Property lawyer David Smith has warned that delays in a recent licensing application reveal a “very poor state of administration” that could have broader consequences.
Smith’s concerns about the Courts and Tribunals Service’s ability to deal with cases post-May follow his application for an appeal against an HMO licensing decision to the London First Tier Tribunal (FTT) on 13th August which took more than three months to be acknowledged.
“Even if the government starts to actually measure FTT performance, they will only start counting time to deal with applications from the date the FTT registers them on their systems, they will therefore not capture the quarter year delay in starting to process these applications,” says Smith. “This is exactly the same issue as we see with the county courts just now and shows the very poor state of administration in the courts carries over into other parts of HMCTS.”
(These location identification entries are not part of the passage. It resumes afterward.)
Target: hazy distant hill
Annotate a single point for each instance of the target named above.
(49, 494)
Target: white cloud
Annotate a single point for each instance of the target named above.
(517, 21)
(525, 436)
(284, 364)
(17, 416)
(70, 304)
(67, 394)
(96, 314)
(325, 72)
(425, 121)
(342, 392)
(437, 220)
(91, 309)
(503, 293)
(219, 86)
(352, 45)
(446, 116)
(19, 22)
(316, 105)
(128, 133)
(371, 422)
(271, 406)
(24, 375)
Smith, at Spector Constant & Williams, adds: “If the government is shown to keep landlords out of a fair market rent for extended periods simply because of bureaucratic ineffectiveness then it places itself at a very high risk of judicial review for breaching landlords’ rights under Article 1 of Protocol 1, ECHR.”
His recent Freedom of Information request revealed that the government has no idea how the Renters’ Rights Act will impact the tribunal that considers rent appeal cases. He found the Ministry of Justice doesn’t hold data on the average time it takes for the tribunal to consider, process and rule upon rent increase appeals.
From 1st May, every private renter will be able to challenge a proposed rent increase from their landlord which is above local market rates. However, at present, the only way of being certain if a rent increase is above market rates or not will be to take a case to the tribunal in the first place.